Posted on August 10, 2011
Filed Under Investment Strategy, Investor Mistakes, Mutual Funds, Personal Investing
The stock market has tumbled. Financial headlines and talking heads on TV warn of dire developments ahead. And sure enough, a few of our clients called, thinking about selling all their mutual funds and moving to cash.
Is this smart? Well, it may be if a) it lets you sleep at night, or b) you will need to start living off some of your managed money within the next five years.
For me personally, I try to add to my stock market positions when markets falter. That strategy seems to have worked well for the second wealthiest man in America.
“We simply attempt to be fearful when others are greedy and to be greedy only when others are fearful.”
- Warren Buffett
Right now stock market investors are nervous. Many are, to use Buffett’s term, fearful. But if your investment time horizon is at least five years into the future (and I don’t mean that you will retire in five years, but that you will need to start withdrawing money to live on in less than five years), I believe you should consider bear markets to be buying opportunities. Stocks (and stock mutual funds) are on sale.
Yes, they could very well become much cheaper, but the future is unknowable, and you have the certainty of knowing that right now you can buy into the stock market for substantially less than what the world considered a fair price just weeks ago. Those opportunities don’t roll around too often.

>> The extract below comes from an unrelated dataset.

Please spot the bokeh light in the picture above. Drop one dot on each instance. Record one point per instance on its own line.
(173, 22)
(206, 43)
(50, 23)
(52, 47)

I recognize that it takes some serious internal fortitude to jump in when others are bailing out – and yes, it takes some spare cash, which not everyone has right now – but it does appear that Mr. Buffett has done OK by buying when others are selling.
This is, after all, America, and we have always dug ourselves out of holes. We will again, and those who can buy now, or at least stay in the market, will likely be amply rewarded in the years ahead.